何回も言ったせいか、だんだん恥ずかしくなくなってきた。今なら調子にのっていろいろ伝えられる気がする。……後から思い出して死にそうな気持ちになるような未来が見えたけど、気づかないことにした。
「美嘉と一緒にいたいって思うし、美嘉もそう思ってくれたらいいなって思う」
「……でも私、徹に迷惑しかかけてないんだよ。これからだって、きっとそう。束縛して、困らせて、わがまま言って……。徹にはたぶん、もっといい人が――」
「そんなの、迷惑にもならねーよ」
「でも」
「そういう言い訳はさっきからたくさん聞いてる。
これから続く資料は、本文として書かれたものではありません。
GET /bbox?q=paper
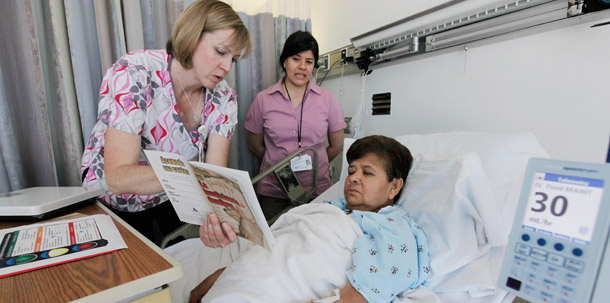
[0,215,127,278]
[144,150,275,249]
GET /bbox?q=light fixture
[350,0,610,71]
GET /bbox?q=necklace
[176,77,203,123]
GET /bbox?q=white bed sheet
[167,132,548,303]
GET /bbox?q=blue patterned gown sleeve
[328,199,430,303]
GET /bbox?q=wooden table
[0,203,183,302]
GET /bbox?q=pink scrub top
[245,79,347,198]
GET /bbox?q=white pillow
[337,132,548,297]
[392,131,549,229]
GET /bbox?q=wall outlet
[341,47,349,65]
[320,54,330,70]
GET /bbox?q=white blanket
[202,204,362,303]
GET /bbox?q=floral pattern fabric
[81,50,237,212]
[327,198,430,303]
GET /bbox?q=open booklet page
[0,215,127,278]
[144,150,212,225]
[145,151,274,249]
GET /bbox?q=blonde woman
[81,0,251,243]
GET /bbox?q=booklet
[144,150,275,250]
[0,215,127,278]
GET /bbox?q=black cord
[318,59,341,86]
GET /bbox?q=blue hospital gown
[326,198,430,303]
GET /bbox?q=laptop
[0,186,102,220]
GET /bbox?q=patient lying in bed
[190,136,430,302]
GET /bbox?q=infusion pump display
[522,172,604,246]
[498,159,610,303]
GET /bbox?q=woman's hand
[199,213,237,248]
[335,282,366,303]
[189,267,226,303]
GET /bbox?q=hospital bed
[167,132,548,303]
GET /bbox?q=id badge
[290,155,313,171]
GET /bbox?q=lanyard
[284,80,309,148]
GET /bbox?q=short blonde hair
[166,0,252,68]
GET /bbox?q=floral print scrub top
[326,198,430,303]
[81,50,237,212]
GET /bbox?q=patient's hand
[189,267,226,303]
[199,213,237,248]
[335,282,366,303]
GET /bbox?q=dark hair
[346,135,413,200]
[280,31,319,72]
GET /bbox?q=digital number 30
[531,192,568,217]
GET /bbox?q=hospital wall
[312,0,610,162]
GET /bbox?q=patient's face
[343,153,402,212]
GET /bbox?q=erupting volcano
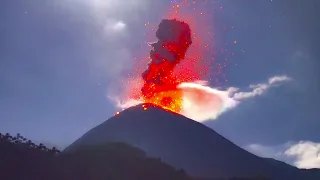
[141,19,192,112]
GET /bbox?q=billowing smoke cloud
[285,141,320,169]
[109,76,290,122]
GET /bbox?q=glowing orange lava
[123,0,218,113]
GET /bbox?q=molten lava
[141,19,192,112]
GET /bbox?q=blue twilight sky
[0,0,320,167]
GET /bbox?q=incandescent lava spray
[141,19,192,112]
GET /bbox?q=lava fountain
[141,19,192,112]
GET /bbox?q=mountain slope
[65,105,318,179]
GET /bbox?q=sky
[0,0,320,168]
聞きたいのは、美嘉の気持ちだ」
美嘉を抱きしめる力を少しだけ強くする。
「……私も、徹が好き」
「本当だろうな?」
「徹じゃなきゃ、やだ」
ようやくの言葉に、俺は思わず力が抜けた。
「よかった……」
「え?」
「死ぬほど恥ずかしーのになかなか言わねーもんだから、実は嫌われてんじゃねーのかと思い始めたとこだ」
「う」
そこで、美嘉がまた「ほら、迷惑かけてる」って言いたいんだろうなって気づいたから、言葉を重ねる。
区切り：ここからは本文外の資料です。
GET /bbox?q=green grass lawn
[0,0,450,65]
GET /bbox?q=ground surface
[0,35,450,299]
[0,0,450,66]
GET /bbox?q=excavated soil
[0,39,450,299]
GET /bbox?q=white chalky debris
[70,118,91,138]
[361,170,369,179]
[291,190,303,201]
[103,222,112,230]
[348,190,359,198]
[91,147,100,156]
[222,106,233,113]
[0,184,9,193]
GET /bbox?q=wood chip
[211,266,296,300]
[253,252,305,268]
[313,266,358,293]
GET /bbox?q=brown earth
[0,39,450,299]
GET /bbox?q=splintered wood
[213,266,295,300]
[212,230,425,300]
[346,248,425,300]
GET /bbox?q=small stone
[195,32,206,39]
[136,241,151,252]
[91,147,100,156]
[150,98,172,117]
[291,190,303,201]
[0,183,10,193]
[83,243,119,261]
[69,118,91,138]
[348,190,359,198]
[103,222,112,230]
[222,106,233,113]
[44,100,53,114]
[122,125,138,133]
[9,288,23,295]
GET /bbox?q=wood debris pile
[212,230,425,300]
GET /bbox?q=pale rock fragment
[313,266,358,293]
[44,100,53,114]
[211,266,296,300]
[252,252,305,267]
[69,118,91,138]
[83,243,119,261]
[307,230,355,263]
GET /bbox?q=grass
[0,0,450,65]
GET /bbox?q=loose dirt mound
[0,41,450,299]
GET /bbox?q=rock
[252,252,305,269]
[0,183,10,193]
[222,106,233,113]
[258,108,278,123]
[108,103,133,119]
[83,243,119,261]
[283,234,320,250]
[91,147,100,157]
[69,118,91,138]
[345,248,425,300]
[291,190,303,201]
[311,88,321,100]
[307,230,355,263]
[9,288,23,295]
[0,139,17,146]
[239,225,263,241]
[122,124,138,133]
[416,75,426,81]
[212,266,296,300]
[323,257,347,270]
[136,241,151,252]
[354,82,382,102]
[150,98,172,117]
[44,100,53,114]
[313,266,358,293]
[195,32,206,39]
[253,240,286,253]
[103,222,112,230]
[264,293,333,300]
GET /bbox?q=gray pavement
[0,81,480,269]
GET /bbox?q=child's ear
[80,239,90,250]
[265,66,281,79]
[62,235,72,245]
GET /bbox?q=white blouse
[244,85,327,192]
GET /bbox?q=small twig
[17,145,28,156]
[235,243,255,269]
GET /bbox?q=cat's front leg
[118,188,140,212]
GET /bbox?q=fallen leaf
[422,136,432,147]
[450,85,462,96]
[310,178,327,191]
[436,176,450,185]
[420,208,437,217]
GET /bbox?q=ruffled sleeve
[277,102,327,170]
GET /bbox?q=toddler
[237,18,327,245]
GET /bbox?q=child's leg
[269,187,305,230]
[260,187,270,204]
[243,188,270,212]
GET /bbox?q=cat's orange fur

「俺だって美嘉じゃなきゃいけねーんだよ。他のやつなんか願い下げだ」
「……でも」
「俺はしつこいんだよ。美嘉にはな。……あきらめろ」
「……」
美嘉はようやく観念したのか、小さくうなずく。
顔を寄せて、今度こそ唇を重ねる。俺からの一方的なキスじゃなくて、お互いに求めあった愛がおこには確かにあるような気がした。
唇に涙のしょっぱさを感じながら、不意に気づく。
悪寒も帯電していた気配も、嘘みたいに綺麗に消え去っていたことに。